Os PLs retomam discussões inconstitucionais, segundo a promotora, a partir da dispensa da vistoria de 4 para 6 módulos (no Brasil, os módulos variam de 5 a 110 hectares); da autodeclaração e desvirtuamento do Cadastro Ambiental Rural (CAR), do uso do dano ambiental (muitas vezes, crimes) como mecanismo de premiação fundiária e das mudanças no marco de ocupação. “Ambos os projetos estimulam ocupação em territórios de povos indígenas e de populações tradicionais, ao não criar travas legais efetivas”, afirma a promotora.

Ela destaca que nenhuma legislação vigente impede os que desmataram de ter acesso à terra. “Isso estimula o desmatamento, principalmente na Amazônia. O infrator termina obtendo a terra e sendo premiado”.

Criminalidade

A oferta de venda na internet, por grupos criminosos, de áreas protocoladas no Terra Legal é um indicativo da ação ilegal dos que se mobilizam para poder ganhar em cima das legislações em discussão no Congresso, segundo o pesquisador e professor da Universidade Federal de Minas Gerais (UFMG) Raoni Rajão.

O pesquisador apontou que, dos 107 mil imóveis na base do Incra, 22 mil constam como não ocupados, o que indica um estoque para futura regularização, fato “muito preocupante”.

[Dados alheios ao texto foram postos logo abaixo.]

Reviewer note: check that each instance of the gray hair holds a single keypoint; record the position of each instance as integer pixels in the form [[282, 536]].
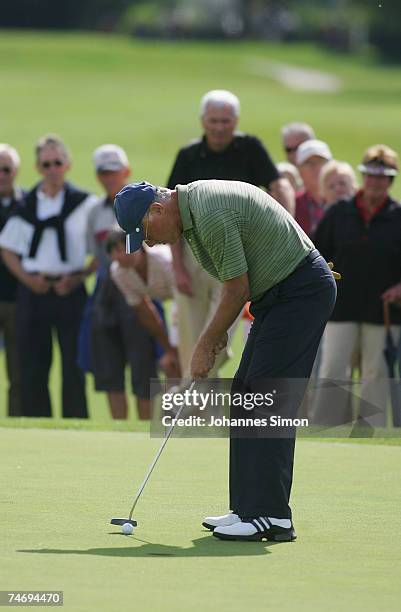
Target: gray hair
[[51, 140], [219, 97], [298, 128], [6, 149]]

O presidente do Incra, Geraldo Melo Filho, esclareceu que o órgão é executor e que vai se adequar às alterações deliberadas, mas apontou questões propostas nos dois PLs que proporcionam inquietações: “Nos preocupam as alterações de requisitos legais que impactem no processo de análise automatizada de requisitos. Nos preocupa a imposição ao Incra de obrigações que excedem a sua competência fundiária, como ação ambiental. E, por fim, a perda do foco ou objetivo fundiário dessa legislação”, expôs.

Ao apresentar pela primeira vez a interface da Plataforma de Governança Territorial, Melo Filho explicou que essa nova ferramenta estará em operação a partir de dezembro de 2021, para atender o público das regularizações fundiárias e da reforma agrária.

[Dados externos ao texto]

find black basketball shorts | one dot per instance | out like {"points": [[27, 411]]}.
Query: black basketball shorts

A plataforma possibilitará o acesso de informações pessoais e do imóvel; solicitação on line de títulos; análise automatizada de requisitos para a titulação, inclusive com sobreposição de áreas; geração de relatório de conformidades com o resultado de análise; e apresentação ao requerente das pendências no processo, após a conclusão do requerimento. A ferramenta deve ajudar na regularização fundiária a partir da automatização do uso do sensoriamento remoto.